The last three pictures were taken at Tashi Choling on the specially planned formal "puja" dedication in celebration of the coming of the solar energy lighting system. To the right is a picture of the main assembly hall with statues glistening under faint blue solar light. Such services have always performed in the dark interior of the hall, but now people can see everything from the Buddhas on down to every decorative details of the interior and, of course, the presiding Lamas.

Exactly the same thing is beginning to happen to the educational environment at the temple. The elimination of darkness and fumes will help the local youngsters learn how to read and write without fear of impairing eyesight.

To the left is the scene of the dedication service. The Choling's high Lama and his followers are at the right chanting sutra while the Choling Long Dung Chen musical horns trumpet religious music.

Numerous Tibetan Buddhist monasteries like this are scattered across the foothills of the Himalayas from Tibet, across the entire range through Nepal, Bhutan, and the northern sections of India, crisscrossing modern national boundaries in peaceful cohabitation with other religions and cultures.

The participation by Mr. N. Tamura in this Nepal project of the Virtual Foundation USA/Japan marks the long awaited beginning of a new Internet philanthropy in Asia, which is based on the premise that the donors come in and maintain direct contact and communication with the beneficiaries. This will ensure not only the effectiveness and success of the projects they get involved, but also promise the growth and deepening of mutual understanding and respect amongst all peoples of the world as we move into the 21st century.

Virtual Foundation needs more donors like Mr. N. Tamura. Interested parties are asked to contact VF Japan by:

Sending e-mails to, or just call
Tokyo telephone: 042-381-7688, or use
Fax: 042-381-7692

Model United Nations Club Students Join the Virtual Foundation

Students at the Chenango Forks High School Model United Nations Club (near Binghamton, New York) have decided to use delegate fees they receive from running a one-day Model UN conference to fund a Virtual Foundation project. Model United Nations is a program designed for secondary school and college students who are interested in current events and world issues. At conferences, students take the positions of different countries, debating and then voting on resolutions to address topics of concern to their nations.

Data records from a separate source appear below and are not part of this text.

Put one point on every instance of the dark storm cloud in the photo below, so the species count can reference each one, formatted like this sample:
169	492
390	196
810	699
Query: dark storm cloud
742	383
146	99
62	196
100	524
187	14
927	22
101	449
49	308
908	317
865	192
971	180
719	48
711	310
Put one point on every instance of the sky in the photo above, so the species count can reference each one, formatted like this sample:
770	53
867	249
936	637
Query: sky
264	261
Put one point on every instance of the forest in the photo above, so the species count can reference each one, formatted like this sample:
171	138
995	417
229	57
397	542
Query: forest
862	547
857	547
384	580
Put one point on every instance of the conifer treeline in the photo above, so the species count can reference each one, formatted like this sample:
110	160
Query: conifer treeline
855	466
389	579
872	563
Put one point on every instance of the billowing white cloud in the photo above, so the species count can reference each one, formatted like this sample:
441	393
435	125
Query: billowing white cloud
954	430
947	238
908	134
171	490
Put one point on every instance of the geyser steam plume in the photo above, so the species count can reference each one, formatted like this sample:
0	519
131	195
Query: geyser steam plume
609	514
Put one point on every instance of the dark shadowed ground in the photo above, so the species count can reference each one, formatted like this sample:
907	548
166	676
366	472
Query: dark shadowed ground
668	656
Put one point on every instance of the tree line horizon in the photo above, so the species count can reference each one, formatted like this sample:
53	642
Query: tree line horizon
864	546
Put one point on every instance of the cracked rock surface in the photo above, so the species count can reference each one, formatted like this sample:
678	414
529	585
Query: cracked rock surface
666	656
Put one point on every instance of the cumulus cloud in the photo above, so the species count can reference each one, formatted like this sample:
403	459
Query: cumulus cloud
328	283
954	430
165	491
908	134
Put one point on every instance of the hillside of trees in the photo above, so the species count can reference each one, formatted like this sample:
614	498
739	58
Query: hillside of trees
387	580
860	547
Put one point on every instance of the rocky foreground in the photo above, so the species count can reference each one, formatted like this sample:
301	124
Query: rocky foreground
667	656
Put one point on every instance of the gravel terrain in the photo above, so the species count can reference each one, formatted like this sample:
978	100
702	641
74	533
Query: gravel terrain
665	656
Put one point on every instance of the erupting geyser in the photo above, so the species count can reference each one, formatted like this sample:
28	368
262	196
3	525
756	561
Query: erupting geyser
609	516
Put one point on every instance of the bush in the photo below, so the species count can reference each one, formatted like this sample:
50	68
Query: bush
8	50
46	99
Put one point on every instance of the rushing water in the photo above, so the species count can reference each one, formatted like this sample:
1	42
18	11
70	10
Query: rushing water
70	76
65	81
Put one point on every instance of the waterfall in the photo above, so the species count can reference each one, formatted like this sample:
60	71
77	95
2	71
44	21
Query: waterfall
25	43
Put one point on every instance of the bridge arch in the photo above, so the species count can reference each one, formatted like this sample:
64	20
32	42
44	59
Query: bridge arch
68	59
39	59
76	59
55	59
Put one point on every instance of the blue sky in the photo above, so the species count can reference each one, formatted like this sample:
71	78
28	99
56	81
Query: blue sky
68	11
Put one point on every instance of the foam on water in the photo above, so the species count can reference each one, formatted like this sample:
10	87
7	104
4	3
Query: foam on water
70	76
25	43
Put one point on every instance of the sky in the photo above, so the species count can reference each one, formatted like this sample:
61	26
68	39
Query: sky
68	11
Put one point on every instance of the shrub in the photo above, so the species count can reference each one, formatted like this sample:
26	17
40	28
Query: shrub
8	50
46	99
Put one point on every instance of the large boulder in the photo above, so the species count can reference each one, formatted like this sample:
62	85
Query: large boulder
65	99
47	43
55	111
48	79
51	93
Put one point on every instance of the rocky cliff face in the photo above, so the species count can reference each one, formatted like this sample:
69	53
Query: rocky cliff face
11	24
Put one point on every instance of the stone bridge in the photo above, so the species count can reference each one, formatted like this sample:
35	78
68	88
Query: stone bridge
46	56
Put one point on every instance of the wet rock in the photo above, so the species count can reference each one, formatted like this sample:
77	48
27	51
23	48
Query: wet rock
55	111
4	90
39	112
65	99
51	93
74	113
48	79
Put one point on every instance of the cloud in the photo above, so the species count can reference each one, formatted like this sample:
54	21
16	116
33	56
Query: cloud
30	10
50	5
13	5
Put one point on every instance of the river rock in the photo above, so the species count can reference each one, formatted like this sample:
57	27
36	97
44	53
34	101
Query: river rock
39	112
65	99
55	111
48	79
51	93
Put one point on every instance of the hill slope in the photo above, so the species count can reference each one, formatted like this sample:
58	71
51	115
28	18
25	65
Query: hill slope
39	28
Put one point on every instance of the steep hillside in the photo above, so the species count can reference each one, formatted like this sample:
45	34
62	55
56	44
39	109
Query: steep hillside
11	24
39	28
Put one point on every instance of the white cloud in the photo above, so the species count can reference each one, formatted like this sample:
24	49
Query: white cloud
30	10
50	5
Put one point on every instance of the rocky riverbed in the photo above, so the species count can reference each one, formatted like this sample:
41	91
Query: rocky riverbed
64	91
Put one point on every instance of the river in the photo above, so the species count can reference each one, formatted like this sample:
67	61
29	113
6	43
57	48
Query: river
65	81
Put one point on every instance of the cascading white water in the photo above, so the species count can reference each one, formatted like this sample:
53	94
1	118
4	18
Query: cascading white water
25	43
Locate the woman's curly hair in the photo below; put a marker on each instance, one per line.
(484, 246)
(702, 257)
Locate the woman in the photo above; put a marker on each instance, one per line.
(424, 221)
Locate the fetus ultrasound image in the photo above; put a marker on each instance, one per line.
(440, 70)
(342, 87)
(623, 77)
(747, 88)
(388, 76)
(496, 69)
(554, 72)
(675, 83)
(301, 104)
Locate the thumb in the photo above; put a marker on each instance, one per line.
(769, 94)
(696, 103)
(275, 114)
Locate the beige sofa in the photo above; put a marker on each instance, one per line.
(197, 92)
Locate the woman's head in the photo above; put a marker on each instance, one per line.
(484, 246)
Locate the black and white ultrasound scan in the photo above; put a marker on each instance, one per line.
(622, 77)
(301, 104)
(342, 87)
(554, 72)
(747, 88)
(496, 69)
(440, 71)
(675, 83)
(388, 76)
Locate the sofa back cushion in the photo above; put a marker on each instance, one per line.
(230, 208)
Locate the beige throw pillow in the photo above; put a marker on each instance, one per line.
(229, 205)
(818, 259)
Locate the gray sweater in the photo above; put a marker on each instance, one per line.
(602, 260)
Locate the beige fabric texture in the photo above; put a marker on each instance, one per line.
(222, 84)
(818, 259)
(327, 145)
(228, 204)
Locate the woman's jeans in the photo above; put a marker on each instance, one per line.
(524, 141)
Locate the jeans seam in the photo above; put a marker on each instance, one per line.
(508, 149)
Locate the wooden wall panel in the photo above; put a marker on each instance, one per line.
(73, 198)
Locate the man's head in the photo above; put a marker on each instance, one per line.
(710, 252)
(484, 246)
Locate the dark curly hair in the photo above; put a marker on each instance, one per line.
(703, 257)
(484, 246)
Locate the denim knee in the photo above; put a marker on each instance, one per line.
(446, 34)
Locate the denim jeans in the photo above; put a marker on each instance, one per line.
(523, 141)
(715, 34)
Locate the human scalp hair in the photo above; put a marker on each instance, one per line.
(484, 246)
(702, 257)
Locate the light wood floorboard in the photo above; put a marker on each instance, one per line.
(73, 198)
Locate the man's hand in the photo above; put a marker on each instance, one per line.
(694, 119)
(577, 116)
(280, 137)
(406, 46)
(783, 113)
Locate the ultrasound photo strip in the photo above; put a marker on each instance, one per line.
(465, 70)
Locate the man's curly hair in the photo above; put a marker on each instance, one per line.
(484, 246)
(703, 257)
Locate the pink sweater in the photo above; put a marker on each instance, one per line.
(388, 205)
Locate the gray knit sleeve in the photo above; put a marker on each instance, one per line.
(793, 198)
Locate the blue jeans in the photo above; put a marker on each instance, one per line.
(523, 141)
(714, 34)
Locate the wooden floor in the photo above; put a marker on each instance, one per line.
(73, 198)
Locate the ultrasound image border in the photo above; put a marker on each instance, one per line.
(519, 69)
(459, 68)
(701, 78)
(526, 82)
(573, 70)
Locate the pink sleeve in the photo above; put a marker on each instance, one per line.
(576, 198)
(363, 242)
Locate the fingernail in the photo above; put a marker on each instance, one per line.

Club officers at Chenango Forks were intrigued by the idea of doing something to address world problems as well as debating about them. Members of the Economic and Social Council at the conference will debate and then vote, choosing from Virtual Foundation projects under $1000 which are currently unfunded. They will then present their decision to the entire conference during the closing plenary session.

There are five committees at the conference: Economic and Social Council, Security Council, International Court of Justice, and Legal and Political Committee. Over 100 students from 8 schools in the Central New York State region are planning to attend.

Chenango Forks Model UN sponsorship of an entire Virtual Foundation project is made possible with a partial matching grant from the Open Society Institute.

Children Adopt Trees in China

"I will care about this tree just as my parents care about me." stated Zhou Xiaolu, a student of Kexing Experiment Middle School. She is one of the volunteers from two colleges and three middle schools who are now tending trees with tools bought by a Virtual Foundation grant.

The trees are part of a stand of more than 21,000 acres of trees which had been planted in a park near Beijing. Financial difficulties had prevented the trees from getting care they needed. To encourage the trees to grow quickly and become healthy, the Friends of Nature in Beijing decided to recruit volunteers to tend the trees. The group knew that there were schoolchildren interested in volunteering, but they needed to buy tools. So they worked through a local partner to place a proposal on the Virtual Foundation.

Esther Schmidt, a long-time volunteer tree planter in New York City, funded this proposal, named "Adopt Trees". She is now exchanging correspondence with the project organizers, and has received news clippings and photographs. One of the photographs (above) shows children working on the trees with the new tools.